Twitter, the micro-blogging social media network, is being increasing employed in a serious attempt to distribute information. News organisations have been using the service for some time. There is barely any news network in the world without a twitter feed and many companies actively encourage anchors and staff to tweet. But now even health professionals are turning to Twitter to inform the public of important health issues.
The U.S. Centers for Disease Control and Prevention (CDC) has been updating the public for sometime on its feed CDCFlu with information on Swine Flu death tolls and also promotes its offerings on other social media websites, such as an interview on YouTube with a leading CDC scientist. "The messages can be complicated," said Kris Sheedy, a communications director with CDC's National Center for Immunization and Respiratory Diseases. So in order to post more detailed information the CDC also runs a Facebook page, which has more than 20,000 followers. The site feed includes information on how to prepare for the A/H1N1 virus as well as a lively discussion in its comments section.
In Europe social media has also begun to be taken more seriously and on August 7 an inaugural meeting of Health Care Social Media Europe took place. Identified on Twitter with the so-called hashtag #hcsmeu, this was a conference conducted entirely through the micro-blogging site.
The Tweet Up, as it has been dubbed, considered the use of social media in different European countries, the differences between U.S. and EU in their use of social media, and what drives social media adoption in European countries. Crucially, even leading individuals from pharmaceutical companies such as Roche and Boehringer Ingelheim take part along with industry bloggers, consultants and communications agency people.
The group was set up by Andrew Spong of STweM and Silja Chouquet of WhyDot. Andrew and Silia are both web business entrepreneurs with experience in healthcare communications. Both have been inspired by the rapid development of social media communities in the U.S. The most notable of these is U.S. community Healthcare Communications and Social Media, #hcsm.

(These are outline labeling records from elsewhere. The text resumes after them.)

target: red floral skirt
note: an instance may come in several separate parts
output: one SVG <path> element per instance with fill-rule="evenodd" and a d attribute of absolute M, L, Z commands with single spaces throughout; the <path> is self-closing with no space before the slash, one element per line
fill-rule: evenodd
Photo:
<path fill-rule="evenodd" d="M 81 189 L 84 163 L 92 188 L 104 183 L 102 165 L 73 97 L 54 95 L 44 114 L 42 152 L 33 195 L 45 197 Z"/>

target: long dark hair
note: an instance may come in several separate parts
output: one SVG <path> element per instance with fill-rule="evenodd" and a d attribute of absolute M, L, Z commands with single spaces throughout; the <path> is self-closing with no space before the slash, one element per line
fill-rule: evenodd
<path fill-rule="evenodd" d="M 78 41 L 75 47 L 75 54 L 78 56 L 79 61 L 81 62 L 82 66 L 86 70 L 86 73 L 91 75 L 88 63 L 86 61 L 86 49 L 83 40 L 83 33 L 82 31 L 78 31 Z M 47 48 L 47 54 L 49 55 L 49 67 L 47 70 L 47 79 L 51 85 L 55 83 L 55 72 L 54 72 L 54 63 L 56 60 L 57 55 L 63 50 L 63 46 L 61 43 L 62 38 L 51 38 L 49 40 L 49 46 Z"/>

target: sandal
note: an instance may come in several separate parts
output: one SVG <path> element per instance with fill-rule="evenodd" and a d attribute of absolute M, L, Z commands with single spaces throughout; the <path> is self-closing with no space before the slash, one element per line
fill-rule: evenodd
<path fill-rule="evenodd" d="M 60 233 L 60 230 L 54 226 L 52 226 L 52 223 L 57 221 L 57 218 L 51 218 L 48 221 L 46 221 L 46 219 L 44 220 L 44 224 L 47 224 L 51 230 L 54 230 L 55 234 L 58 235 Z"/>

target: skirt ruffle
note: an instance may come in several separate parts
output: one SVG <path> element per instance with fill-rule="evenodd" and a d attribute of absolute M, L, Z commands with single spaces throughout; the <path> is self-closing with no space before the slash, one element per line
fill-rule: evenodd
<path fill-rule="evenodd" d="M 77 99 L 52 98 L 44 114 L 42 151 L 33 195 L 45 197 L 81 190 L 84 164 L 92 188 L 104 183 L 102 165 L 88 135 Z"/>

Andrew and Silia comment, "We were bemoaning the fact that there was nowhere for health care professionals, patients, health care systems, health content providers, and pharma to gather together in order to interact in real time, when it occurred to us that we could try to create something ourselves that would be fit for the purpose."
"We were particularly gratified by the fact that a number of the leading lights of the ground-breaking #hcsm community in the US were kind enough to start their day early in order to support us, and that both official pharma Twitter accounts as well as representatives of national health systems gave of their time in order to join the debate." The breadth of the debate was also matched by the geographical spread of participants, with France, Spain, Italy, Germany, Portugal, Switzerland, Turkey and the UK among the countries represented.
One major issue confronting healthcare professionals in using social networks is the lack of formal regulations or guidelines. It is holding back Europe while U.S. pharma is becoming more adventurous online. In the UK the PM Society has decided to seize the initiative and will endeavour to thrash out best practice guidelines for the industry to follow. On a healthcare level, France seemed particularly well represented, with links to the French Web 2.0-ish community Sant Log, a GSK France website/blog that looks to contribute to the debate on the future direction of healthcare in that country, and a breast cancer community blog sponsored by Roche. Also from Roche, but this time in Germany there was a link to the companys Accu-Chek interactive board for parents of children with diabetes.
While the Swine Flu pandemic remains a threat, the CDC and other health organisations are constantly looking at ways to keep people informed as A/H1N1 vaccines become available. The U.S. government hopes to target around 50 percent of the population for vaccination, focusing on key groups including pregnant women and healthcare workers. But anyone being vaccinated may need three separate inoculations; one for seasonal flu, which kills around 36,000 people annually in the United States, and two for A/H1N1 taken three weeks apart. Health officials also face the problem of how to prepare the public for the onset of a disease that has killed and could kill more but has so far been largely mild.